The Church has the duty to take the front line because, in God’s plan, the beauty of diversity is a magnificent creation by God’s own will and observation (cf. Gen 1:27-28). It is enough to reflect on this point to understand that any discrimination is a profanation against God.

It is necessary to fight to claim the truth, the beauty of diversity. As in every battle, many innocent people die. International Women’s Day is placed in the month of spring and the Annunciation. Spring is the season of rebirth, and the Annunciation is the event that makes the fulfilment of Salvation through conception. For the woman, that of pregnancy is a wonderful and difficult time, a time in which: “the mother cooperates with God so that the miracle of new life is produced” (AL, no. 168). Too many women today count among their rights the right to life and death. And they oscillate from: “I want a child at all costs,” to: “I don’t want this child, the State must allow me to have an abortion”. Between these two extremes oscillate various practices.
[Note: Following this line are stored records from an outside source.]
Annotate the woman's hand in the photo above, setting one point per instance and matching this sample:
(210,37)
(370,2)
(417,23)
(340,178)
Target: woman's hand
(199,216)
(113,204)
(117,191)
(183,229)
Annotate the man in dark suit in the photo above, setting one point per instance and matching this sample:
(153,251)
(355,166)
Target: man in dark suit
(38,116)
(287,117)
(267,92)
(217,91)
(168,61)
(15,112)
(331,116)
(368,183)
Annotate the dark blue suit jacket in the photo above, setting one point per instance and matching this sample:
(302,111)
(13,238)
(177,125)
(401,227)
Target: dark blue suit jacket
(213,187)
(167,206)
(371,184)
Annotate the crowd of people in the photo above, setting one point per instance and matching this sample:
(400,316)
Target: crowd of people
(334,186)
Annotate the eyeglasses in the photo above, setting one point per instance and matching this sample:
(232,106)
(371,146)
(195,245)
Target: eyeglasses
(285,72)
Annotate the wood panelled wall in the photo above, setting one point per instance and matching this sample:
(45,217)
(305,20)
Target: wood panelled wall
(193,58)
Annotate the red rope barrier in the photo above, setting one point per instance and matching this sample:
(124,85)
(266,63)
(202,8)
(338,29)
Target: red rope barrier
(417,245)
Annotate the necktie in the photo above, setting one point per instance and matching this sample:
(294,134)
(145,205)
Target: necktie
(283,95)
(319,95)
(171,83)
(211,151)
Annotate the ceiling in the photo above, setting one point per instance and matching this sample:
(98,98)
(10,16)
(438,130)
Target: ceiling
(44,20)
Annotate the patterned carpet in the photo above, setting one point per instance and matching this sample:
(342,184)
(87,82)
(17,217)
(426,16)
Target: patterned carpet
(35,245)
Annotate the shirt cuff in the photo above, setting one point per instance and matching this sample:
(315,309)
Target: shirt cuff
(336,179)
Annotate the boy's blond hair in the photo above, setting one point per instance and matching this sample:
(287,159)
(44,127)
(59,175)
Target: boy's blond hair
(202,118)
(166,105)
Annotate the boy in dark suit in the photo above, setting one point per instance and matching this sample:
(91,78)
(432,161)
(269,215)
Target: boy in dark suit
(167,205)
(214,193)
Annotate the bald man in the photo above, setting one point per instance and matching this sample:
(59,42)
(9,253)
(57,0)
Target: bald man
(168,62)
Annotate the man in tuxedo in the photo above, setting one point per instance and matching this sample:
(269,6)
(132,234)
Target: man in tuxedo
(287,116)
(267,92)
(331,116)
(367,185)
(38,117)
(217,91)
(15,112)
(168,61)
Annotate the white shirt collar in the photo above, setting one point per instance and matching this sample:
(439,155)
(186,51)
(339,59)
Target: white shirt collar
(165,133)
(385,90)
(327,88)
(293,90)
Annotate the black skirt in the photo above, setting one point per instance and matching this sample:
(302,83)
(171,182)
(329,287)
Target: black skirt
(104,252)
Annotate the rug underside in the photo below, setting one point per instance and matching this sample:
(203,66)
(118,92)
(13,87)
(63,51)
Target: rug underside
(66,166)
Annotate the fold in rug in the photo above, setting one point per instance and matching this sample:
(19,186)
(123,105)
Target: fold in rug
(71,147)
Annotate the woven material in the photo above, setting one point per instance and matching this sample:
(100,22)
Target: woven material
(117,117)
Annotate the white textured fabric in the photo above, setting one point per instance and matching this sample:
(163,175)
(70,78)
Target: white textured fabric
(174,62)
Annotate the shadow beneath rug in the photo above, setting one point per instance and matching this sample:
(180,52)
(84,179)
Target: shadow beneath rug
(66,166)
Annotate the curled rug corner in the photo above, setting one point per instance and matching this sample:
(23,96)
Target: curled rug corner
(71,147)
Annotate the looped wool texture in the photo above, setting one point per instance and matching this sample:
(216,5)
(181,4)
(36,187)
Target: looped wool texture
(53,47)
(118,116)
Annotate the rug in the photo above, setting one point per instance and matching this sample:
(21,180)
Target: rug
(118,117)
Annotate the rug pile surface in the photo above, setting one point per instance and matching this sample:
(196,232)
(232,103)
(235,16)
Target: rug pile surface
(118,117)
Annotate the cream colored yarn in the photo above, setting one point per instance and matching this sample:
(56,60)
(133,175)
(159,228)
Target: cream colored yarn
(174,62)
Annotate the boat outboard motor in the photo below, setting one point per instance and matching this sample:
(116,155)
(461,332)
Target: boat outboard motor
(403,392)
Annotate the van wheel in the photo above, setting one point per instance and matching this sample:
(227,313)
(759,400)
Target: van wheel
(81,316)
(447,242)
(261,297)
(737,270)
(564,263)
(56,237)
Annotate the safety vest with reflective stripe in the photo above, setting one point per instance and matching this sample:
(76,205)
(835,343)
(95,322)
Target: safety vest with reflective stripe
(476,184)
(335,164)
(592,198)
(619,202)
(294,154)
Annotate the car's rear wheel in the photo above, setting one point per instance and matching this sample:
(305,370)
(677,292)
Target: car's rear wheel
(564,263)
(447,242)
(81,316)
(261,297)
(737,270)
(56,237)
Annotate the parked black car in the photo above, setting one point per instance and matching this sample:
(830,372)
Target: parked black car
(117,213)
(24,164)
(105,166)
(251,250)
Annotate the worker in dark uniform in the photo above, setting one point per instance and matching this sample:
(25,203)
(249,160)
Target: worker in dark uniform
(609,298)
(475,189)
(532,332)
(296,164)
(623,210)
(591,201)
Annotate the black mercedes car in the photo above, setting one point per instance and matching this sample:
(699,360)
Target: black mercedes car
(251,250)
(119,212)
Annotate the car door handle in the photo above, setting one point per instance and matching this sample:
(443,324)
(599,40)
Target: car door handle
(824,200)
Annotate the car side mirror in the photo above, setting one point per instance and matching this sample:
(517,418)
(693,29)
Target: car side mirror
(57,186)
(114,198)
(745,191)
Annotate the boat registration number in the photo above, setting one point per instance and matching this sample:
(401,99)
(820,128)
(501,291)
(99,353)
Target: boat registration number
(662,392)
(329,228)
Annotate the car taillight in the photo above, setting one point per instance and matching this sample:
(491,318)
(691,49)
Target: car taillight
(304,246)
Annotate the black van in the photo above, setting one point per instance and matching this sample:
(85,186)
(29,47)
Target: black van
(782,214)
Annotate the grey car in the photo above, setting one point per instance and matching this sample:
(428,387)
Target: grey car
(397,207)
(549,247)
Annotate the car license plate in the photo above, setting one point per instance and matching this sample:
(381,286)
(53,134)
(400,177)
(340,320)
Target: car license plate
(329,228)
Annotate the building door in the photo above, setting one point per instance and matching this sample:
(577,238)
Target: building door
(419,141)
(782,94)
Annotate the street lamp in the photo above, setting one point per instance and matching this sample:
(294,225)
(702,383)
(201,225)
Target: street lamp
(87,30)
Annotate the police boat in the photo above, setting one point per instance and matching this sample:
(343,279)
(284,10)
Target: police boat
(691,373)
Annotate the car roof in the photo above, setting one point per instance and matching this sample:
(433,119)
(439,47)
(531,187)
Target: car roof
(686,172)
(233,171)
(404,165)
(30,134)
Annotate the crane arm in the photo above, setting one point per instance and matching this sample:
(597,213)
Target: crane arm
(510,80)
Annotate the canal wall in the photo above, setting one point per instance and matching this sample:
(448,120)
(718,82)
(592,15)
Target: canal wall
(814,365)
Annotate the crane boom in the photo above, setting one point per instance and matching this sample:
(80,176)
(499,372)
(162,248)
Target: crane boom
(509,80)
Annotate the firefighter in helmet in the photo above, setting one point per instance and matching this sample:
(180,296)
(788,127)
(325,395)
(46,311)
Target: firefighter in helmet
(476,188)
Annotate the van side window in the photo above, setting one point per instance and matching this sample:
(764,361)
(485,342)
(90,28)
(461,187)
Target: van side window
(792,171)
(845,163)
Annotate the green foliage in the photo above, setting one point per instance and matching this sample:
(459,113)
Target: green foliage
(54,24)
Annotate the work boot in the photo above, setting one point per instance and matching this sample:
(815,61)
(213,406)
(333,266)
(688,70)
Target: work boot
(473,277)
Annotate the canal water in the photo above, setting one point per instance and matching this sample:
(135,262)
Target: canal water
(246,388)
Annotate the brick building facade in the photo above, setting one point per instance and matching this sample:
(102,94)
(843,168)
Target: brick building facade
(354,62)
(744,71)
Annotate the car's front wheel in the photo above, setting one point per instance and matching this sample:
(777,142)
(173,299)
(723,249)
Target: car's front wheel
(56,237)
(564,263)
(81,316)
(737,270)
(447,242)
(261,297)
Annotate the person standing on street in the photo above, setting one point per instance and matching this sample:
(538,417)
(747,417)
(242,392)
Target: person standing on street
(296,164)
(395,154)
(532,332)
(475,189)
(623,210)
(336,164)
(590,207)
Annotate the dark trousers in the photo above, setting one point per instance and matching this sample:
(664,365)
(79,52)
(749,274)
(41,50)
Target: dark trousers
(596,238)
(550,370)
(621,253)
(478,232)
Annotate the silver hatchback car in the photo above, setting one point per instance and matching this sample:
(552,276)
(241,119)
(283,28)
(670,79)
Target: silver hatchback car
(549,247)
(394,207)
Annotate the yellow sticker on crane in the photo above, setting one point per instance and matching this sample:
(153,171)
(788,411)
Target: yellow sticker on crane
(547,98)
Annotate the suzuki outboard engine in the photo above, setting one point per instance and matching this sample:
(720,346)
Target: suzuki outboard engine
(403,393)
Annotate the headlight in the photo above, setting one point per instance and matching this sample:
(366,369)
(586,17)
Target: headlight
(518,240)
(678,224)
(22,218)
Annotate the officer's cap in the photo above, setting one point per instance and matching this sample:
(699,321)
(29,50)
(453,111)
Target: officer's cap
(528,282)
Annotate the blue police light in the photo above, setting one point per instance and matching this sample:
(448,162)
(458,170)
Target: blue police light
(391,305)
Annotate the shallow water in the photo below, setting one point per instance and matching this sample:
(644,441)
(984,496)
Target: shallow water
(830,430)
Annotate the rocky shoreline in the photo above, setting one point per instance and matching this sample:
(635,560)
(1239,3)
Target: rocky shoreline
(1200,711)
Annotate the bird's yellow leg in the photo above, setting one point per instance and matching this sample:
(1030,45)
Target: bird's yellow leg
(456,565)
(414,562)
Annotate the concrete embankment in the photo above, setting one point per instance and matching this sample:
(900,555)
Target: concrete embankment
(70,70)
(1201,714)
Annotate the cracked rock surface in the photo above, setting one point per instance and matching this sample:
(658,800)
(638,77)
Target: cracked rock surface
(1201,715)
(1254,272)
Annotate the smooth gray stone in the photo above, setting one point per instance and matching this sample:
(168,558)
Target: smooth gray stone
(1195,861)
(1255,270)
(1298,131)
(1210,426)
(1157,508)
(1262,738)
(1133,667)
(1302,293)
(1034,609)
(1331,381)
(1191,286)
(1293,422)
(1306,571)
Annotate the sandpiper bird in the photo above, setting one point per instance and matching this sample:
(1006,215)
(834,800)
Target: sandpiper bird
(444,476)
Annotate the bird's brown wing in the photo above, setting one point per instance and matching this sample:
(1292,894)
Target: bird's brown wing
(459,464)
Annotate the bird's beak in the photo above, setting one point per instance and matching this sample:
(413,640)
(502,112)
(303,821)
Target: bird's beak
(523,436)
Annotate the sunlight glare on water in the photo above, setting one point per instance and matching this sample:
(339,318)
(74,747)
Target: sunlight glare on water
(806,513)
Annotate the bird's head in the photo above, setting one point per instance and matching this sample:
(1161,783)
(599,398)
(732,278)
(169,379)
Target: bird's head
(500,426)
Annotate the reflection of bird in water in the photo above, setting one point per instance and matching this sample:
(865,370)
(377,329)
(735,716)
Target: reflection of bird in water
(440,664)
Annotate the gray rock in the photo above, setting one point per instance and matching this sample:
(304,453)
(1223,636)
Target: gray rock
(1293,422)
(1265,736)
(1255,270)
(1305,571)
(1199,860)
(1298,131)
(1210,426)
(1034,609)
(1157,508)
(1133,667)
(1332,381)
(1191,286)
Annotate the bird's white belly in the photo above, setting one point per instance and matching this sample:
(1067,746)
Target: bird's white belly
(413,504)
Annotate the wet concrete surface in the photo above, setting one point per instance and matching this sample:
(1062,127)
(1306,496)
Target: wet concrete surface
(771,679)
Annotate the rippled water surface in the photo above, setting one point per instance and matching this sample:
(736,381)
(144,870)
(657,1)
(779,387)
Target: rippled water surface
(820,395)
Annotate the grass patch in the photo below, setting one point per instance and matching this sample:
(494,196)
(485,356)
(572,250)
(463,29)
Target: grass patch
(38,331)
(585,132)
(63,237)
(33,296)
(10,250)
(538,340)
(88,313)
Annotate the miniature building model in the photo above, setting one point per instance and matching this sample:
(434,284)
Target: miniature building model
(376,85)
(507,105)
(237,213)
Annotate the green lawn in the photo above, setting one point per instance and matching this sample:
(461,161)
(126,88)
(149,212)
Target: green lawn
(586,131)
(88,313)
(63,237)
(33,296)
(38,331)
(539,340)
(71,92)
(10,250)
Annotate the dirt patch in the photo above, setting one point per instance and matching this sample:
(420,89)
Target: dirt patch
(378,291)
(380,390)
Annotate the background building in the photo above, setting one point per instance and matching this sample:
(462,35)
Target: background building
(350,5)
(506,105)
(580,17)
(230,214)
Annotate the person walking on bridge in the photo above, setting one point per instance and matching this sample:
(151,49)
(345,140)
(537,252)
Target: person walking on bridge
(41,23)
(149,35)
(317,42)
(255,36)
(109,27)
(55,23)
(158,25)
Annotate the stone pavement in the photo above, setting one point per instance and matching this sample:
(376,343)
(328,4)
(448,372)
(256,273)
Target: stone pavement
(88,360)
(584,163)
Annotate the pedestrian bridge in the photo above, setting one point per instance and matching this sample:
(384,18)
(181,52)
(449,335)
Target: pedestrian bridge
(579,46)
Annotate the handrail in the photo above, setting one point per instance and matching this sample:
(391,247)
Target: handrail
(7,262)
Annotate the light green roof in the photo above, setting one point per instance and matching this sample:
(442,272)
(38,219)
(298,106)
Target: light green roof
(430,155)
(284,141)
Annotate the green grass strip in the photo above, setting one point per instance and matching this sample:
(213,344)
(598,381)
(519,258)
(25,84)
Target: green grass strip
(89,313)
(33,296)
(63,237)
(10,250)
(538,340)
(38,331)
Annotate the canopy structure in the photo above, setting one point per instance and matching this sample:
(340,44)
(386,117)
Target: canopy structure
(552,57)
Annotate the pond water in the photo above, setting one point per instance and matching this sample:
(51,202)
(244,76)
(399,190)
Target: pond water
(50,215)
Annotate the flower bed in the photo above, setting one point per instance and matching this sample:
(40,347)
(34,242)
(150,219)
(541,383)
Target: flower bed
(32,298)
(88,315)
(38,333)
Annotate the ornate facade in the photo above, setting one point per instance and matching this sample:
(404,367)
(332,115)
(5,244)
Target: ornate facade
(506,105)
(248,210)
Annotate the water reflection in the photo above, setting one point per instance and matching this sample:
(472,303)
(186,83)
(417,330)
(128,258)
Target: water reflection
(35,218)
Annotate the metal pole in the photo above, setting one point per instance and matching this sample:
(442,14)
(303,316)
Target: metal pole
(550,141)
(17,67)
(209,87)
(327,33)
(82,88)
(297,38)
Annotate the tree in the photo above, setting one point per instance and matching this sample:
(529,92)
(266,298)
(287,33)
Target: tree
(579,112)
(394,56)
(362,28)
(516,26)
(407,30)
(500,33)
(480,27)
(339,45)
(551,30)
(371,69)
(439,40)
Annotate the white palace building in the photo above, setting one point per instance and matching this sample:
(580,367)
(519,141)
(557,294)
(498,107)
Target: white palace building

Men research, study, operate what the technique allows, but everything happens in the woman’s body.

The eye does not see, and the heart does not grieve. It is a wise maxim, but still valid? Restricting ourselves to abortion, given the reactions to the law prohibiting abortion in Poland. One can reflect. To abort is to prevent a child from being born. It did not ask to be conceived, but someone chooses that it should not be born. The eye does not see what happens in the mother’s body, but the heart does not grieve? The woman is constitutively a mother. The first woman in biblical history is remembered for her collaboration in sin. Still, it is forgotten that she is called Eve because she is the mother of the living (cf. Gn 3:20), thus obscuring the deepest sense of femininity. By the very fact of being a woman, she is a mother, a womb that welcomes, nourishes, protects, gives, educates, accompanies and lets go. This is the essence of womanhood.

There can be different and dramatic reasons for a woman to have an abortion. Can the heart not grieve if she goes against herself? Does performing this dramatic act on a cold operating table or in the meanness of a pill and left to her own home’s vulnerability promote the woman’s freedom and protect her health? Or does it rather expose her physically, psychologically, ontologically to loneliness, closure, abandonment? Can a society become disinterested in how freedom is developing? Is respect for the freedom to abandon it to itself? A society that wants to be simply human should honestly question itself!